In key European markets, TV currency systems are evolving to integrate digital session data, marking a shift towards more precise and future-ready audience measurement (see HbbTV Association, 2024; AGTT, 2024). These changes signal a broader industry shift: the move away from purely panel-based measurement towards more sophisticated, data-rich approaches.
Yet, despite progress, data silos persist. Fragmented systems and limited interoperability continue to prevent a true cross-screen view. The opportunity now is not just to fix measurement but to rethink it — from the ground up.
Why broadcasters are uniquely positioned right now
Amid this transformation, broadcasters are in a stronger position than they may realise. For the first time in years, they hold a clear advantage in the race for better measurement.

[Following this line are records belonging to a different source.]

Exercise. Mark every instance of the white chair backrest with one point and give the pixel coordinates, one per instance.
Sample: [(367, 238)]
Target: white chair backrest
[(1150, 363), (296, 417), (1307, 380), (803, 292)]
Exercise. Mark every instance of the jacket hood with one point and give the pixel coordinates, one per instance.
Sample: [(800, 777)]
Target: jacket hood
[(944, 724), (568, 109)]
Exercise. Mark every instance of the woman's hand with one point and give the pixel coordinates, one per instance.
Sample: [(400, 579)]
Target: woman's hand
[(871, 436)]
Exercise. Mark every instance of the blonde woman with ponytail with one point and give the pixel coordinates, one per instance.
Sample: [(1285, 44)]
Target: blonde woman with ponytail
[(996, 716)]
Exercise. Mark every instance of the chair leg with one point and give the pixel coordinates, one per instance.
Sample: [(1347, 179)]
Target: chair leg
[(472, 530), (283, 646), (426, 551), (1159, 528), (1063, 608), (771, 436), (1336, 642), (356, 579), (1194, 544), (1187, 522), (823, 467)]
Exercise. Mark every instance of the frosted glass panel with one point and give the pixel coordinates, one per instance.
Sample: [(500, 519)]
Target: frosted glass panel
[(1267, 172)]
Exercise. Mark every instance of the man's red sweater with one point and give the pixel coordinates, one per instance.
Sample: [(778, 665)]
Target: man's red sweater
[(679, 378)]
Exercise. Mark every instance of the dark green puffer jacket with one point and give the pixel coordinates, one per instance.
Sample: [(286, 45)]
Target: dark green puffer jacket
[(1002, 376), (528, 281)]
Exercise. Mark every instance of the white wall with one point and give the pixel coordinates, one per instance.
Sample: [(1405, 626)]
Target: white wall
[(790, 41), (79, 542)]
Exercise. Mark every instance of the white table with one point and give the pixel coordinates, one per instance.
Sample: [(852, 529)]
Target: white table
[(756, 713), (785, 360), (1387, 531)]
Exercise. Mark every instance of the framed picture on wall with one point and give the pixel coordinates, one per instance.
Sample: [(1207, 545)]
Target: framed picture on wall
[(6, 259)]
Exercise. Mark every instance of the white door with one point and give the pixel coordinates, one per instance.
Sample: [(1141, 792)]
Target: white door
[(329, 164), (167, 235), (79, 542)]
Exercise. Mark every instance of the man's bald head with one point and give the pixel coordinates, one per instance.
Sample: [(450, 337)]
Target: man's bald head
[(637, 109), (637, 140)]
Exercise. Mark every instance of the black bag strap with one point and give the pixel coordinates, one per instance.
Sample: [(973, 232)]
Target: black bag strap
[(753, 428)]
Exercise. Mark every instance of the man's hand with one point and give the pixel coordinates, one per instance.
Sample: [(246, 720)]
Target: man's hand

First, they have direct — and, in some cases, exclusive — access to some of the most valuable datasets in the TV ecosystem. Through HbbTV signals, set-top boxes and telco-distributed internet protocol TV, broadcasters are uniquely positioned to generate proprietary, privacy-compliant insights into viewing behaviour that are difficult for others to replicate.
Second, they have the unique ability to connect this data across channels. By combining linear TV data with signals from CTV and online video, broadcasters can offer a true cross-platform view of campaign performance — an insight advertisers crave but often can’t get from siloed digital tools.
Third, the timing is critical. Broadcasters currently have the upper hand, but it may not last. If they don’t act now to make meaningful use of their exclusive data, agencies and digital-native platforms will step in to define the standards and take advertiser budgets with them.
Without action, broadcasters also risk losing relevance in conversations about performance and return on investment. Digital platforms offer deep audience insights, outcome-based buying models and real-time optimisation. If broadcasters can’t match this level of accountability, they risk falling behind.
But if they move now, they can define the next phase of TV measurement — on their terms.
What deterministic, data-driven measurement enables for broadcasters
Unlike probabilistic models — which rely on assumptions and extrapolated data — deterministic measurement uses direct, verifiable signals to track exposures across screens at household or device level.
For broadcasters, this can mean linking linear, addressable and CTV impressions using HbbTV signals during linear broadcast, log-level data and device IDs to accurately measure ad exposure.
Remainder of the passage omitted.